Continuing to progress, he reaches the third stage, in which above two fetters are completely eradicated. He is now known as Anagami (Non-returner). An Anagami will be reborn in a celestial plane (called a Pure Abode) before finally attaining Nibbana.

At the final stage of sainthood, the remaining five fetters are completely eradicated and he becomes an Arahant. The five fetters are: attachment to material planes of existence, attachment to immaterial planes of existence, pride, restlessness, and ignorance.

On death, an arahant attains the state of parinibbana (complete nibbana), and there is no more rebirth.

 

Q.


A.

Can one become enlightened while being a family person?

One who follows the Noble Eightfold Path can enter the 'stream' leading to enlightenment and progress further in the spiritual path while leading an ordinary life.
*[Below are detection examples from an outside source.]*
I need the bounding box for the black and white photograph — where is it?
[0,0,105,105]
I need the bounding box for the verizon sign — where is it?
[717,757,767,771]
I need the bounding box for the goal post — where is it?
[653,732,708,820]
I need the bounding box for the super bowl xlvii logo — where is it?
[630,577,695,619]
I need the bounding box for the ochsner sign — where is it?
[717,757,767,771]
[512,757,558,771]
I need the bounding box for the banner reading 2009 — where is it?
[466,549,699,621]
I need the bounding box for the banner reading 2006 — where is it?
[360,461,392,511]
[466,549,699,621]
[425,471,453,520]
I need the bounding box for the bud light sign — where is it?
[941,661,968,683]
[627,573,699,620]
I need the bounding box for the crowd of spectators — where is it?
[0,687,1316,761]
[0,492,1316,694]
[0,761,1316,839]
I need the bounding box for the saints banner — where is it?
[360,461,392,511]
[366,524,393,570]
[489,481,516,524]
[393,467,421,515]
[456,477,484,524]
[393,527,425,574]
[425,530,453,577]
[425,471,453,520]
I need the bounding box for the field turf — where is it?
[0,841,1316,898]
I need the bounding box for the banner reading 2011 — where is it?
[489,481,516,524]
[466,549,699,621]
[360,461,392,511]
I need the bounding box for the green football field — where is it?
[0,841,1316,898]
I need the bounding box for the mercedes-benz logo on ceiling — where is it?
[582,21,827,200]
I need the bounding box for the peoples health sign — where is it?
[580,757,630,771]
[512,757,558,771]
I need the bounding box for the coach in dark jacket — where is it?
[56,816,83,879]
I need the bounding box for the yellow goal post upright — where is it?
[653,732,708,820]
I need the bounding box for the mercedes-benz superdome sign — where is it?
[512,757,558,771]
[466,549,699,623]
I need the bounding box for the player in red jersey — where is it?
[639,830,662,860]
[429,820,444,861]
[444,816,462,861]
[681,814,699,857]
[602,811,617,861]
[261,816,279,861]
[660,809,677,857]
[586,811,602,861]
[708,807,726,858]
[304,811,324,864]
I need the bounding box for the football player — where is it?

The life of a monk, free from responsibilities and toils of normal life will no doubt help the spiritual progress. The ancient texts describe many instances where lay persons have attained enlightenment at the time of the Buddha. Usually, such persons would have followed a path of spiritual development in their previous existences.

A person who has reached the final stages of enlightenment will no longer have any desire to continue in a domestic environment.

 

Q.



A.

How should a Buddhist handle emotions like being insulted or provoked to anger?
Does an enlightened person feel angry at all
?

Vippasana meditation develops awareness of thoughts such as anger or lustful desires when they arise. With practice, it will be possible to observe in a detached and objective manner these emotions as they rise and fall. By not reacting to these emotions as they arise, they will gradually dissipate and lose their power. It is important to realise this is not a case of suppressing emotion, which could lead to psychological problems. A fully enlightened being (an Arahant) has completely eradicated mental defilements such as anger, lust, ill will etc: such thoughts simply do not arise in him.

 

Q.


A.

How would you recognise an enlightened person? Are there any enlightened persons in the present day?

There are no obvious outward signs, but one could observe that such a person remains calm under most hostile conditions, even when facing a life threatening situation. He will go about his tasks in a calm and mindful way. He will not get angry or desire wealth or social position, since unwholesome states of mind such as greed, hatred and delusion are completely absent in an Arahant.

There may well be enlightened persons existing today - most certainly a truly enlightened person will not divulge his achievements!